前半25分の状態で1点ビハインドであるとは言え、クルヴァ近くから攻撃を急かす大きな声の指示が飛んだのにはげんなりである。一人の焦りは万人に伝染する。余裕を持てとは言わないが焦りは禁物である。幸いなのはその指示に呼応する人間が殆どいなかったことであろう。

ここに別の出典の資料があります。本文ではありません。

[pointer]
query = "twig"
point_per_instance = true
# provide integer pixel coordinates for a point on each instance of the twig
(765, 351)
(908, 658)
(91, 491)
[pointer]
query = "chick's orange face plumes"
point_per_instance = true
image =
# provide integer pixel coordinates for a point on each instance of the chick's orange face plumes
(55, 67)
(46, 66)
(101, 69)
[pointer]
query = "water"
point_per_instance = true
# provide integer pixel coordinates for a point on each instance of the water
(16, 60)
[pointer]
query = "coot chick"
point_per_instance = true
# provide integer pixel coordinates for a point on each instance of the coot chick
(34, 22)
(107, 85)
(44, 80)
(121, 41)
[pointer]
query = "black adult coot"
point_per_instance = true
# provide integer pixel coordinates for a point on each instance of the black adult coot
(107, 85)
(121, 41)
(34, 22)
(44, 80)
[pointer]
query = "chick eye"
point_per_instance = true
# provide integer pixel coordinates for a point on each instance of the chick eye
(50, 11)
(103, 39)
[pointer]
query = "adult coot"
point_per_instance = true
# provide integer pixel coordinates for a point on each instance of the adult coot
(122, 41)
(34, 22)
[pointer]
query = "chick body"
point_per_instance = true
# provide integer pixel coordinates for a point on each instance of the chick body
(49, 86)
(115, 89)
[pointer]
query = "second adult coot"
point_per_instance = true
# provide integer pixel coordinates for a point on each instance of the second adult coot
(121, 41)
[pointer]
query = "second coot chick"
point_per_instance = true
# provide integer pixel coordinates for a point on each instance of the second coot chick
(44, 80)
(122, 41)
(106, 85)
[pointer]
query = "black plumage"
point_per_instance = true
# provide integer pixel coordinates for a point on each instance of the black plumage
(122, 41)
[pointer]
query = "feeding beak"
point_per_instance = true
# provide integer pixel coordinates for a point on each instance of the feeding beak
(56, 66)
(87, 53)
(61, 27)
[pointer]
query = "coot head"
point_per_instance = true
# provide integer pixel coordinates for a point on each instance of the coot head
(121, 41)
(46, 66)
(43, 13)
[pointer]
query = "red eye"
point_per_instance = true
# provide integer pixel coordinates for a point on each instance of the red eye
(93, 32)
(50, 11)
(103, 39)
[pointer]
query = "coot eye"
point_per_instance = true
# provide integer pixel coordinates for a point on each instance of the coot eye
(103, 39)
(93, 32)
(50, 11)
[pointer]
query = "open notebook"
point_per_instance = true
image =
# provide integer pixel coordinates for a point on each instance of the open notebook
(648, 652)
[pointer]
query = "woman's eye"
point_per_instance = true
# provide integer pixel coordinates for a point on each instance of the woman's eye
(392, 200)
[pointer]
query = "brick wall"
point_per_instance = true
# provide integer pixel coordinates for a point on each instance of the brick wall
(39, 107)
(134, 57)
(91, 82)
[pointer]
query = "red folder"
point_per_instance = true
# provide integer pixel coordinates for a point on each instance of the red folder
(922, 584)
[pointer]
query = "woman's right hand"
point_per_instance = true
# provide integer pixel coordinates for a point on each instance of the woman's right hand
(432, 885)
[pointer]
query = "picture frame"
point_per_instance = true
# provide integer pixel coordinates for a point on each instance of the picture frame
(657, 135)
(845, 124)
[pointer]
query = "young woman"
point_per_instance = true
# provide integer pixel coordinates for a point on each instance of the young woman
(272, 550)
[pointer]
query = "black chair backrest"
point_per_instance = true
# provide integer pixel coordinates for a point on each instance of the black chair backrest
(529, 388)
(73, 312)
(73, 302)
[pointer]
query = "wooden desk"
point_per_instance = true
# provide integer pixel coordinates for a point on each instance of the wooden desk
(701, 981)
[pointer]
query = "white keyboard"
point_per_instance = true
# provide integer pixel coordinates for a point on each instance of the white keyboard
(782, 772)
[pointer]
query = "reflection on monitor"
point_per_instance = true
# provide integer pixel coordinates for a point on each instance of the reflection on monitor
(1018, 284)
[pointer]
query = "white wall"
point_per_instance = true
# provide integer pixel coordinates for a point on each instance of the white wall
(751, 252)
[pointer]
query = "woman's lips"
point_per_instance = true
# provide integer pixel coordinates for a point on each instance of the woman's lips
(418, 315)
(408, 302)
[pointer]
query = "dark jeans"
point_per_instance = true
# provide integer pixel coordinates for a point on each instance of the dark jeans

ガンバとジュビロが優勝争いをしていたシーズン、両者の戦いでロスタイム間際、1点ビハインドのジュビロがCKを得た。蹴るのは名波、焦るこの時間帯で彼はCKに思いっきり時間を掛けた。そしてその行為に焦らされたのはリードしているはずのガンバ。名波はきっちりこのCKを決め、記憶によればロスタイムに逆転まで演じている。うろ覚えなので多少間違っているかも知れないが、名波のその落ち着きがチームの成熟度を俺に感じさせたのは間違いない。

かつて浦和に在籍していた石井俊也がなんらかのインタビュー(しゃべり場だろうか?)で「埼玉の人は1点のビハインドに焦りすぎる。静岡ではそんな事はなかった」との旨の話をしていたそうだ。サッカーで静岡に遅れを取りたくねーだろ。だから俺達も成長しよう。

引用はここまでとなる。